# Maine Officer Slammed By Own Cruiser, Hospitalized



## kwflatbed (Dec 29, 2004)

Two officers were injured following an epic car chase

*KEITH EDWARDS*
_Morning Sentinel_

NEWCASTLE -- Police arrested two men following an armed bank robbery and car chase in which the driver allegedly injured two officers by ramming his pickup truck into their cruisers.

Witnesses said a police officer fired a gun after the driver, in a large Dodge Ram 3500 pickup, backed up into two police cruisers, injuring Waldoboro police Officer Jeff Fuller.
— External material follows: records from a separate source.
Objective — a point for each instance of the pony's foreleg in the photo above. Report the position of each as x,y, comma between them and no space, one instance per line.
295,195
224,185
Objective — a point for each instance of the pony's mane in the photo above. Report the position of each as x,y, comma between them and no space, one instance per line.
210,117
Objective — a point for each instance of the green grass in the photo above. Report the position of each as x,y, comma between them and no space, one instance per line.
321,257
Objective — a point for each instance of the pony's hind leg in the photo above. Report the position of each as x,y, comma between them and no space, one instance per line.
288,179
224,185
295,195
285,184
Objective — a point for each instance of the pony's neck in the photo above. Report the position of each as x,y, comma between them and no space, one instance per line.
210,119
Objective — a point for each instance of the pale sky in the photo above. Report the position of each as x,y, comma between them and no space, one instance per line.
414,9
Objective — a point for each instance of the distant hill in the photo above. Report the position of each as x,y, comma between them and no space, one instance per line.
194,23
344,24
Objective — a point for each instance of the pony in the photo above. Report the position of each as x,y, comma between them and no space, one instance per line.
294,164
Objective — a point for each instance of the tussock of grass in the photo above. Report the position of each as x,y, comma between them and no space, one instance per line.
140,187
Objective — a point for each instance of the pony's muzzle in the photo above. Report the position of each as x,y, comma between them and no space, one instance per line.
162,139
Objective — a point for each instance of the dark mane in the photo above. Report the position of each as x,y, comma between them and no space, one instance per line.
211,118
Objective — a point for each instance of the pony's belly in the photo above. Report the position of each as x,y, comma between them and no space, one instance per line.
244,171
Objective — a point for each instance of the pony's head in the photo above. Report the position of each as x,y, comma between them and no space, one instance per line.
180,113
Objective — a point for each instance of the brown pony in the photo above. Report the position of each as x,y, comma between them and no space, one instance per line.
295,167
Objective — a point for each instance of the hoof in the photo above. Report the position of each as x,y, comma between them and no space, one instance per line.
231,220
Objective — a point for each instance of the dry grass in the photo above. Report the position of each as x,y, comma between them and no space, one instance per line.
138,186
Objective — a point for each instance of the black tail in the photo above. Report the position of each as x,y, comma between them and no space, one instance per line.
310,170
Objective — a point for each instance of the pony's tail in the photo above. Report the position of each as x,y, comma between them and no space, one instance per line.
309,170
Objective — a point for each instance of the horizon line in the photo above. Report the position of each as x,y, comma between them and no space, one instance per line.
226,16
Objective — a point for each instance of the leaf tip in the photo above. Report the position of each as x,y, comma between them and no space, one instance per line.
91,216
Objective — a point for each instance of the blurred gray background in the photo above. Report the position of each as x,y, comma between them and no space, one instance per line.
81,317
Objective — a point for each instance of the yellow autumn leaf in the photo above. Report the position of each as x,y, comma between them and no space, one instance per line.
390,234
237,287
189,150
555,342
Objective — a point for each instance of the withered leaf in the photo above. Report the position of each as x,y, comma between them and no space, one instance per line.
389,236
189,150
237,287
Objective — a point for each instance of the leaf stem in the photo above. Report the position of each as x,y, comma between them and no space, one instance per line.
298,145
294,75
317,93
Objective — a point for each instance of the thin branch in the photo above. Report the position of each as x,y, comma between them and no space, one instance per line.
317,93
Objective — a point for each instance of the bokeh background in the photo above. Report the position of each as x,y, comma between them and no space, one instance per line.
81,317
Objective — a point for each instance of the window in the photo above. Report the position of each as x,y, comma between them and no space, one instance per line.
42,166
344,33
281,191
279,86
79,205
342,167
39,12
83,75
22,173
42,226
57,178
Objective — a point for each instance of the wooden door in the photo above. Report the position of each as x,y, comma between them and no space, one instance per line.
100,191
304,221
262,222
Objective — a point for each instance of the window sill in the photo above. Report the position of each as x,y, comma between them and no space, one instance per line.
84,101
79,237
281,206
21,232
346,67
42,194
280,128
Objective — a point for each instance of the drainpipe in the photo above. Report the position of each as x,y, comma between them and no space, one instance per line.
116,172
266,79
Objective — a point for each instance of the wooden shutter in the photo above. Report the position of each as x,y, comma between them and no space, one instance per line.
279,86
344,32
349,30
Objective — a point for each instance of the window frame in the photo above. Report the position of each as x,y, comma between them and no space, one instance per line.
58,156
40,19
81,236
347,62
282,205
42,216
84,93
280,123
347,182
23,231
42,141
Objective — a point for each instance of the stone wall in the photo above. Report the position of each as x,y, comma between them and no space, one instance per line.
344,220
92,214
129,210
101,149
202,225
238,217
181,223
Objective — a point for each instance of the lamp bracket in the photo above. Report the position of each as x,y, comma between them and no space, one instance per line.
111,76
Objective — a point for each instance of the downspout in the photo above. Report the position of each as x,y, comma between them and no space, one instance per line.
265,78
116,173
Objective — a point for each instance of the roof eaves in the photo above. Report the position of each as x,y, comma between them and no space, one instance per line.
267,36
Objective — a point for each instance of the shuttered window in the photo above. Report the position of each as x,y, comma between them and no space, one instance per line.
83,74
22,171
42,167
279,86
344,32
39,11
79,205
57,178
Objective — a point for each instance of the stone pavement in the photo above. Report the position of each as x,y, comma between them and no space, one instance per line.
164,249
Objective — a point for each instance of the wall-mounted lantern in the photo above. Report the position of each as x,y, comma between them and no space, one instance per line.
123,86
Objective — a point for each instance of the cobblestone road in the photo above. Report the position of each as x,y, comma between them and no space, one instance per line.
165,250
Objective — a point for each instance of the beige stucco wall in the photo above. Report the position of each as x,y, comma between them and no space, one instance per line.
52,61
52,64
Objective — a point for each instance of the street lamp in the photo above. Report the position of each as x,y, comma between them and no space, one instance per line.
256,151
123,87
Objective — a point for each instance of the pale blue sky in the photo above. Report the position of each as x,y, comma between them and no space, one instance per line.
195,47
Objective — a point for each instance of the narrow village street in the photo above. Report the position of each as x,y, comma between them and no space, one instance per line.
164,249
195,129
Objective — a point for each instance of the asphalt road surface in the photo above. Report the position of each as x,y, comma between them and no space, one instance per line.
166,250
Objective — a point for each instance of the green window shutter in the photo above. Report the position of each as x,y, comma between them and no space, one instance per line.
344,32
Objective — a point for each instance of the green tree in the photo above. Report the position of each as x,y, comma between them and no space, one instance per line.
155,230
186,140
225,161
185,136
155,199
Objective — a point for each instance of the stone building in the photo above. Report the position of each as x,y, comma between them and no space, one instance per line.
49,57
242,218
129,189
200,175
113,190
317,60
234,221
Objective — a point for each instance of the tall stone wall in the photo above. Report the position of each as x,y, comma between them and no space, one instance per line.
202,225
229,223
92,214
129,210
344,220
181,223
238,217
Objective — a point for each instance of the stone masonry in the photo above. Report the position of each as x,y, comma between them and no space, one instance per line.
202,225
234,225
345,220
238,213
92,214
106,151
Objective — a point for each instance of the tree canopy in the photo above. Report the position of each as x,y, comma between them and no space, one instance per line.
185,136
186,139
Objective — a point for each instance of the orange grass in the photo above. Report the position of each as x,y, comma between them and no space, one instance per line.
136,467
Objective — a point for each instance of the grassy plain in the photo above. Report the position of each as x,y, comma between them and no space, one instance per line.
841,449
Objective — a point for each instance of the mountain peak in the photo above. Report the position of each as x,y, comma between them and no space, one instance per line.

Fuller, the witnesses said, appeared to have either been struck by the truck or by the police cruiser rammed by the truck.

Both suspects were arrested a short time later when the truck left the road after driving over a spike mat placed by police.

Michael Kelley, 30, and Stephen Otis, 25, both of Westbrook, were each charged with robbery and aggravated attempted murder Tuesday. Both are to appear in Wiscasset Superior Court for an initial appearance in the next day or two, the Lincoln County Sheriff's Office said in a news release late Tuesday.

The chase began after police received a report of an armed man in a black hooded sweatshirt entering a Gardiner Savings Institution branch in Newcastle and fleeing the scene on foot with an undisclosed sum of money.

Keith and Jinny Taylor were at their Route 32 home in Jefferson when part of the dramatic confrontation played out on the street in front of them.

Around 10:30 a.m., the Taylors said, a large, silver, dual-wheel pickup truck came to a stop in the travel lane of Route 32. A Waldoboro Police cruiser stopped behind the truck and an unmarked cruiser pulled up alongside. Both officers got out of their cars, and at least one of them had his gun drawn.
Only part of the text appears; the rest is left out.